Tenofovir disoproxil fumarate in pregnancy and prevention of mother‐to‐child transmission of HIV‐1: is it time to move on from zidovudine?

Objectives Zidovudine (ZDV) has been the cornerstone of antiretroviral (ARV) therapy for pregnant women infected with HIV‐1 in the prevention of mother‐to‐child transmission (MTCT) and remains the only licensed ARV for use in pregnancy. We explored the current and future roles of tenofovir disoproxil fumarate (TDF) in the prevention of MTCT of HIV‐1. Methods We reviewed the published literature by conducting database searches of in vitro , animal and clinical studies, reported in journals and at conferences, using the search terms Tenofovir/gs4331/viread, pregnant/pregnancy, lactate, lactation, natal, reproduce/reproduction, placenta/placental, malformation, and teratogenicity/teratogenic. Results In a macaque model, perinatal exposure to very high dose tenofovir resulted in bone toxicity in some offspring. However, perinatal use of TDF, both single dose and as part of highly active antiretroviral therapy in women, has been well tolerated in the short term by mothers and their infants.
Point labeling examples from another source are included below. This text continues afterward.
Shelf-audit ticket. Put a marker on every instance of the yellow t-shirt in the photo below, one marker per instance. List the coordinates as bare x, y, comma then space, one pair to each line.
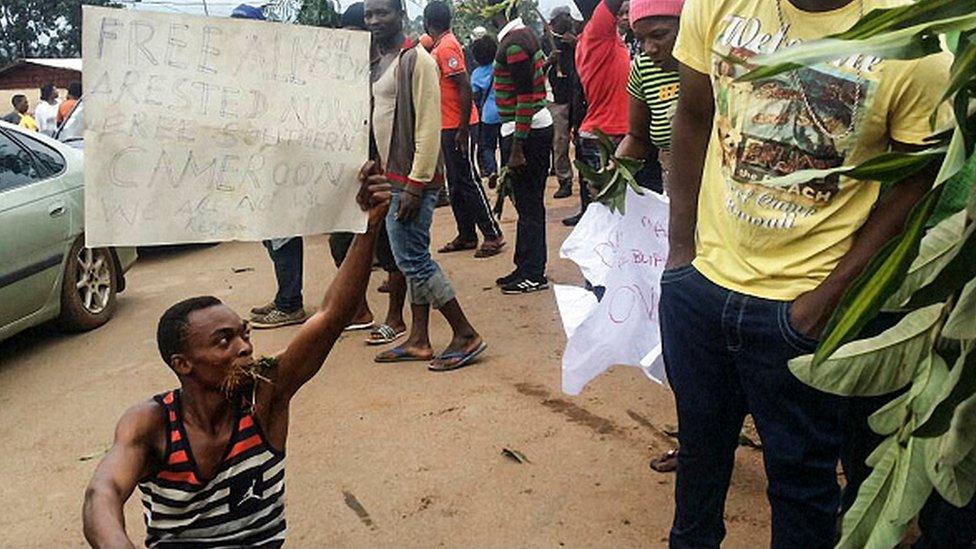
778, 243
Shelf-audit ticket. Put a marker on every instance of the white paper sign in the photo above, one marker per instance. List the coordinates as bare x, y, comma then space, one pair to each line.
202, 129
623, 328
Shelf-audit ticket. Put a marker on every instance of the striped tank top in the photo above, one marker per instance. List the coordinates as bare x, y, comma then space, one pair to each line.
241, 506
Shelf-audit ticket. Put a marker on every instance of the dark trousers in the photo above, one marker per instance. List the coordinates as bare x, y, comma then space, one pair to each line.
339, 244
488, 135
528, 188
468, 199
288, 262
726, 356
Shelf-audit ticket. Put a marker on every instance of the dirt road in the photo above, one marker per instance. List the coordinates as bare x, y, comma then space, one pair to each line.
378, 455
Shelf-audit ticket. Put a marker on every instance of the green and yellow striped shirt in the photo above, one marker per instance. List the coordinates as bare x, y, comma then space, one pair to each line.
658, 89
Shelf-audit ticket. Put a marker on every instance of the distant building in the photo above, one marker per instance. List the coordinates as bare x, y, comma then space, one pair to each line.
26, 76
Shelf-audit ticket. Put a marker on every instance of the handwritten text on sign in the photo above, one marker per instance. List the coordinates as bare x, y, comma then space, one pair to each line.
201, 129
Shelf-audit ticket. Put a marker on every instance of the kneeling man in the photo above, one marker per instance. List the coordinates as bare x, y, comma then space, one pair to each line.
209, 456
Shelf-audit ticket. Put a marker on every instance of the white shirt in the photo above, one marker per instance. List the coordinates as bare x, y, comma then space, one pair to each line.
46, 115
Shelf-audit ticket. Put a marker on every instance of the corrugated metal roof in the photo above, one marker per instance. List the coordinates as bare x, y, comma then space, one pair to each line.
71, 64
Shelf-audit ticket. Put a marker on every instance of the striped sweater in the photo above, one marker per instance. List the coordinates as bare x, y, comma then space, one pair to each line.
241, 506
520, 84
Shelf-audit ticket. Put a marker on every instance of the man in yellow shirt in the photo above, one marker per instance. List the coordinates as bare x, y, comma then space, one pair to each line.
19, 115
756, 271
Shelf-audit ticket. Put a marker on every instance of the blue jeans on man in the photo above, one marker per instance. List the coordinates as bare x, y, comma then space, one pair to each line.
726, 356
288, 264
410, 242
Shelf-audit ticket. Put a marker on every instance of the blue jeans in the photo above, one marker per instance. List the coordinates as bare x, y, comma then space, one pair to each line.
725, 355
488, 135
288, 262
410, 242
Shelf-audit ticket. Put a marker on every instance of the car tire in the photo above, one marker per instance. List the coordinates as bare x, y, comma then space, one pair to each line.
88, 287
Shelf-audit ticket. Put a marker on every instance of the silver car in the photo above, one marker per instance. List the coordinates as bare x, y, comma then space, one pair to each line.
46, 272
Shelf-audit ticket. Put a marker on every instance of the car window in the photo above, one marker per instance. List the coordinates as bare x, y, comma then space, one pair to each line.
16, 165
49, 159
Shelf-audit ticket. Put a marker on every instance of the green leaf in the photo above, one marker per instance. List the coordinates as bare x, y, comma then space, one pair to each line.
933, 255
938, 373
862, 518
962, 70
890, 417
957, 272
961, 323
910, 488
880, 20
874, 366
909, 42
959, 385
880, 279
910, 46
957, 483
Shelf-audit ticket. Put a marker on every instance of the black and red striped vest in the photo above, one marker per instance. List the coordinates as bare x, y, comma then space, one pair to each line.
241, 506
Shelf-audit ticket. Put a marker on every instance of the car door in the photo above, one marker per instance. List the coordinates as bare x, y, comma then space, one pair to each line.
35, 224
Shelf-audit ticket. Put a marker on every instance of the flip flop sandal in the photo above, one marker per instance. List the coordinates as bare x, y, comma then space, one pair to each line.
488, 250
667, 462
386, 335
457, 246
462, 359
399, 354
360, 326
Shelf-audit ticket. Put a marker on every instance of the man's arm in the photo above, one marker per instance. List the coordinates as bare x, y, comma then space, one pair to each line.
811, 311
689, 141
118, 473
462, 83
306, 353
Further, the addition of single‐dose TDF to single‐dose nevirapine (SD‐NVP) during delivery following maternal ZDV use during pregnancy significantly reduces the frequency of nonnucleoside reverse transcriptase inhibitor (NNRTI) resistance. Conclusions The addition of TDF to SD‐NVP reduces NNRTI resistance. The role of TDF in this setting and during pregnancy for reducing rates of MTCT requires investigation. While short‐term toxicity data are encouraging, long‐term follow‐up of exposed mothers and infants is required.